Ist das eine Neuausrichtung der ursprünglichen Idee, Christine?

Christine: Es ist eine konsequente Weiterführung. Die Mauer ging ja nicht einfach auf, sondern die Grenze wurde schrittweise gelockert. An der Oberbaumbrücke standen die Menschen Schlange, um zu Fuß hinüberzugehen, weil es bei dem herrschenden Verkehrschaos damals oft schneller war, als mit dem Auto. Wir, die Künstler, die damals an der Mauer gearbeitet haben, haben die Gespräche der Menschen gehört, wir konnten die Energie und die Gefühle wahrnehmen und viele Künstler wurden dadurch in ihrer Arbeit beeinflusst. Als Heilpraktikerin sehe ich das so, dass die Mauer durch die Arbeit und die Energie, die von jedem reingesteckt wurde, gewandelt und geheilt wurde. Viele Menschen sind wegen dieser Mauer gestorben, wir haben die Mauer transformiert.

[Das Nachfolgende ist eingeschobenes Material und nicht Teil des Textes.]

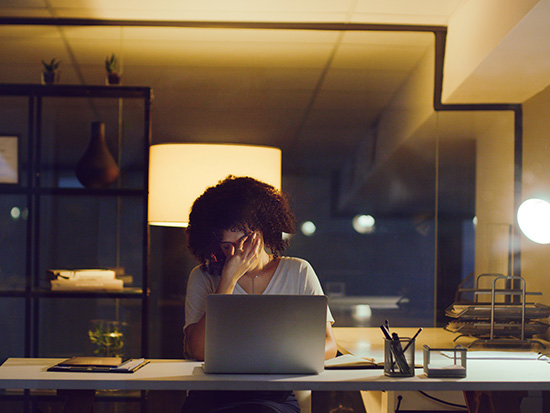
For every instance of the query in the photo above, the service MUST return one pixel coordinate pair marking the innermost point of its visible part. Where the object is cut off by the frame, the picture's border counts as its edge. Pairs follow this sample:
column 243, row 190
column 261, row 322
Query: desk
column 501, row 375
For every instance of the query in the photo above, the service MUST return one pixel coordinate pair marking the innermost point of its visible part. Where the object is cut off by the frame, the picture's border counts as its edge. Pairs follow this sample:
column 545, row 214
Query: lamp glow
column 180, row 172
column 534, row 220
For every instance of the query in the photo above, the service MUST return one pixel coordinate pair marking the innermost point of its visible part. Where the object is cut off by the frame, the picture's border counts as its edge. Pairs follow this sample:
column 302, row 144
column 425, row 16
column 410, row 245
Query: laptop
column 264, row 334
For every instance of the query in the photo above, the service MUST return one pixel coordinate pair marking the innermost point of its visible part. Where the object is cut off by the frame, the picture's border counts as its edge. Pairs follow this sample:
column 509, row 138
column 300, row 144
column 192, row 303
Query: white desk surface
column 20, row 373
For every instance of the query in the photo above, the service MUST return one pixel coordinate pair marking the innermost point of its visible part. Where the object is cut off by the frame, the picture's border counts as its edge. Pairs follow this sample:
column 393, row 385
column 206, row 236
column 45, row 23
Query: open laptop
column 283, row 334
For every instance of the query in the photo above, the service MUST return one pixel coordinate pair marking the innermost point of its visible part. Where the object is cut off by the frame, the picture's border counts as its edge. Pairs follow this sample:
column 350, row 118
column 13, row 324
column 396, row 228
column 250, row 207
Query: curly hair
column 237, row 204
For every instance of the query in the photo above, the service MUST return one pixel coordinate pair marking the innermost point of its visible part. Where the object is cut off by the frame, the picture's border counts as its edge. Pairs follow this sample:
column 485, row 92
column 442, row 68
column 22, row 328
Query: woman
column 232, row 226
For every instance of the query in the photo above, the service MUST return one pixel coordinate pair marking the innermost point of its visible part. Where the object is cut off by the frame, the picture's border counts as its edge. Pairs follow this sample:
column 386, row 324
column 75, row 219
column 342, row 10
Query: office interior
column 429, row 116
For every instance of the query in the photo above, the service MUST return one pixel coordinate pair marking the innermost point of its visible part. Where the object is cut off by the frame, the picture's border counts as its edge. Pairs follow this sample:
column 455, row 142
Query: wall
column 536, row 182
column 494, row 192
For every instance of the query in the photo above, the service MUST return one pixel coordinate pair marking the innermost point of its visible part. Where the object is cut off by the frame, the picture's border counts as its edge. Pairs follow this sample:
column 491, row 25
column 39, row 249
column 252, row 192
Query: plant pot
column 97, row 167
column 50, row 78
column 112, row 78
column 107, row 337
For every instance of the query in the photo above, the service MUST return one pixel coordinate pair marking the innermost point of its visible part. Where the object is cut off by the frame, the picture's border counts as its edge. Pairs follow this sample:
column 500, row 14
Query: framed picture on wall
column 9, row 159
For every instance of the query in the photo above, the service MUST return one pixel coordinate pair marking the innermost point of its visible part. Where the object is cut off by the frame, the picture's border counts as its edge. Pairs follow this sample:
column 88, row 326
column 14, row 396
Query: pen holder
column 399, row 357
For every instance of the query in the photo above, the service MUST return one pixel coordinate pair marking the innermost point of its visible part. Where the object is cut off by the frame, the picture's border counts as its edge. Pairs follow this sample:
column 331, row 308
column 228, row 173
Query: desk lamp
column 180, row 172
column 534, row 220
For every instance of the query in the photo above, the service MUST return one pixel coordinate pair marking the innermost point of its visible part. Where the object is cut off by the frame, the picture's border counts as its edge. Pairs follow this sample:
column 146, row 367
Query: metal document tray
column 470, row 311
column 482, row 329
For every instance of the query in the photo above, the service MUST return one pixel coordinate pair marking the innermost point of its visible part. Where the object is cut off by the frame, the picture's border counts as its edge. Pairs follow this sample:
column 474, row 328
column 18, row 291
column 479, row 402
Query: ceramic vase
column 97, row 167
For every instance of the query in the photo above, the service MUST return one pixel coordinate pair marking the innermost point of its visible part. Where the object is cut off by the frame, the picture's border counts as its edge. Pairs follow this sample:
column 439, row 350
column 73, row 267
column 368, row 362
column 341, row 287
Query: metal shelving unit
column 42, row 197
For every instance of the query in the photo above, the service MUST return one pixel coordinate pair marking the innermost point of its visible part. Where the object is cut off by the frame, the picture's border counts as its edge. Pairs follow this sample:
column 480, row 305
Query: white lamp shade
column 180, row 172
column 534, row 220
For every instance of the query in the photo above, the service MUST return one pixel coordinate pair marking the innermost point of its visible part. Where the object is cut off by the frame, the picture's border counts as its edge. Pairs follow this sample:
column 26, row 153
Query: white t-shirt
column 293, row 276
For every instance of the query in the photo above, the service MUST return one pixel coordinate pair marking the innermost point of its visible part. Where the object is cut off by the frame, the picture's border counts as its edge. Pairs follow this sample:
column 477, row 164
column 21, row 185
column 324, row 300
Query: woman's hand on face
column 243, row 257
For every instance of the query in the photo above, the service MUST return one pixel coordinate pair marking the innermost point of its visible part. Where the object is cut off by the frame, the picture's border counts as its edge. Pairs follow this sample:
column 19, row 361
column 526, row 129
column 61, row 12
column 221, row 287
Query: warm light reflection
column 180, row 172
column 363, row 224
column 15, row 213
column 308, row 228
column 534, row 220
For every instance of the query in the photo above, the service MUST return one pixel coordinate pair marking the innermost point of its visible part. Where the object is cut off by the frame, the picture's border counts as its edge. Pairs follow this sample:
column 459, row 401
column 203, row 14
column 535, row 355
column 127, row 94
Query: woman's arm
column 330, row 343
column 194, row 339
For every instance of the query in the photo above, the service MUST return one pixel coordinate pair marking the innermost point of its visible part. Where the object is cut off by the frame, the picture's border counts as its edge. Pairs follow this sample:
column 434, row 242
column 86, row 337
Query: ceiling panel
column 313, row 93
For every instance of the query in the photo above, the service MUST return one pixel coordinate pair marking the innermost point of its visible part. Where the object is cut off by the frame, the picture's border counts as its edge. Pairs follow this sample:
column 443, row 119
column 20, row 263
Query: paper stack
column 84, row 279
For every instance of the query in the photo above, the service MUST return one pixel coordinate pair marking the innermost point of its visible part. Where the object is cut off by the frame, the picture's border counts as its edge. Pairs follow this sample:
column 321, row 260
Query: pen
column 385, row 331
column 412, row 339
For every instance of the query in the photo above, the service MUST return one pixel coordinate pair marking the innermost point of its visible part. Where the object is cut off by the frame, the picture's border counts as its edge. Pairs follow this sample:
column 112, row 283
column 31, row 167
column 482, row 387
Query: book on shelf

Wie sieht das Konzept für das Denkmal an die Freude aus?

Thomas: Auf der Webseite unserer Initiative ‚East Side Gallery – ein Denkmal an die Freude‘ findet man den Denkanstoß. Es hat auch einen Grund, dass es Denkanstoß und nicht Konzept heißt. Wir wünschen uns eine Initiative von unten und alle sollen mitreden können. Es soll nicht von oben etwas Schickes vorgegeben werden. Die Menschen sollen sich überlegen, was sie an diesem bedeutungsvollen Ort sehen wollen. Der Denkanstoß soll einfach Inspirationspunkte liefern, in welche Richtung das gehen könnte.

Jordi: Besonders gefällt uns die Idee, eine „Speakersʾ Corner“ einzurichten. Als Symbol der Freiheit sollte der Berliner Senat ähnlich wie London ein Gesetz verabschieden, damit jeder dort frei reden darf.

Deutschland brüstet sich ja gerne mit seiner Meinungsfreiheit und dem Demonstrationsrecht. Tatsächlich sieht man schnell, dass die Realität anders aussieht. Ich bin mal vom Staatsschutz abgeholt worden, weil ich den ganzen Tag an der East Side Gallery Flyer verteilt habe. Auch darf man in Deutschland nicht spontan ein Transparent hochhalten, das wird in einem solchen Fall von der Polizei beschlagnahmt. Darum braucht es eine Speakersʾ Corner, um zu zeigen, dass nicht alles so schick ist.

Thomas: Wir würden auch gerne Künstler zu Happenings einladen. Hinter der East Side Gallery gibt es noch viel Platz, den man gut für temporäre Kunst nützen könnte. Graffiti und Street Art gehören zur Mauer dazu und durch das Aufstellen von Wänden könnte man auch für diese Art von Kunst einen legalen Freiraum schaffen. Nur um ein Beispiel zu nennen. Würden wir außerdem die in der näheren Umgebung vorhandenen Infrastruktur (z.B. Radialsystem) für Kongresse, Symposien, Konzerte zum Leitthema nutzen, könnte die East Side Gallery eine viel größere Strahlkraft bekommen.

Wichtig ist, dass es kein musealisches Stück bleibt, sondern ein lebendiges Denkmal an die Freude daraus wird, woran die Leute beständig arbeiten können.

Jordi: Die Gefahr, dass es anders läuft, ist allerdings groß. Wir haben jetzt bereits drei Museen im Umkreis, die sich auch East Side Museum oder ähnlich nennen. Wir müssen einfach aufpassen, dass die Strahlkraft der East Side Gallery nicht einfach kommerziell konsumiert und ausgeschlachtet wird. Dass ist die größte Angst, die ich habe.

Was braucht es, um diese Idee zu verwirklichen?

Christine: Wir wollen vor allem die Leute von außerhalb mobilisieren, beispielsweise mit einer internationalen Kampagne.

Vielen Dank für das spannende Gespräch!